Pelaksana Tugas (Plt) Kepala BKAD Kaltara, Nurdin, memaparkan bahwa keterbukaan informasi merupakan pilar esensial guna merawat kepercayaan publik terhadap instansi pemerintah. Oleh karena itu, seluruh fase pengelolaan APBD dari perencanaan awal, eksekusi program, hingga tahap pelaporan akhir senantiasa dieksekusi secara taat asas dan berlandaskan regulasi hukum yang berlaku.
“Pengelolaan anggaran daerah bukan sekadar soal kepatuhan administratif, melainkan bagaimana APBD mampu menghadirkan nilai manfaat yang substansial bagi kesejahteraan warga melalui program yang berkualitas,” ujar Nurdin, Selasa (28/07/26).
Di samping itu, Nurdin menekankan pentingnya merajut sinergi yang erat dengan seluruh Organisasi Perangkat Daerah (OPD).

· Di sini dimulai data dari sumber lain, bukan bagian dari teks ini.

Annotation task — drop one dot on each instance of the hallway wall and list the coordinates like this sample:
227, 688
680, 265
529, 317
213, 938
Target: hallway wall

Langkah kolaboratif ini krusial untuk menjamin efektivitas serta efisiensi anggaran, sehingga setiap alokasi dana selaras dengan target pembangunan prioritas di Bumi Benuanta.
Lebih lanjut, pengawasan ketat dilakukan secara bertingkat melalui instrumen pengendalian internal, evaluasi berkala, serta pemantauan langsung bersama instansi terkait. Transformasi digital melalui sistem informasi keuangan daerah juga terus digenjot demi mendongkrak validitas data sekaligus memperluas akses pengawasan publik.
“Kami bertekad memastikan setiap anggaran publik terserap secara transparan, tepat sasaran, dan akuntabel. Keterbukaan ini adalah wujud nyata pertanggungjawaban moral pemerintah kepada masyarakat,” tegasnya.
Ke depan, BKAD berkomitmen untuk terus merawat prinsip good governance lewat peningkatan kompetensi aparatur dan kepatuhan finansial. Melalui pengelolaan fiskal yang kredibel ini, pemerintah optimis mutu pelayanan publik serta akselerasi pembangunan di Kalimantan Utara dapat tercapai secara optimal.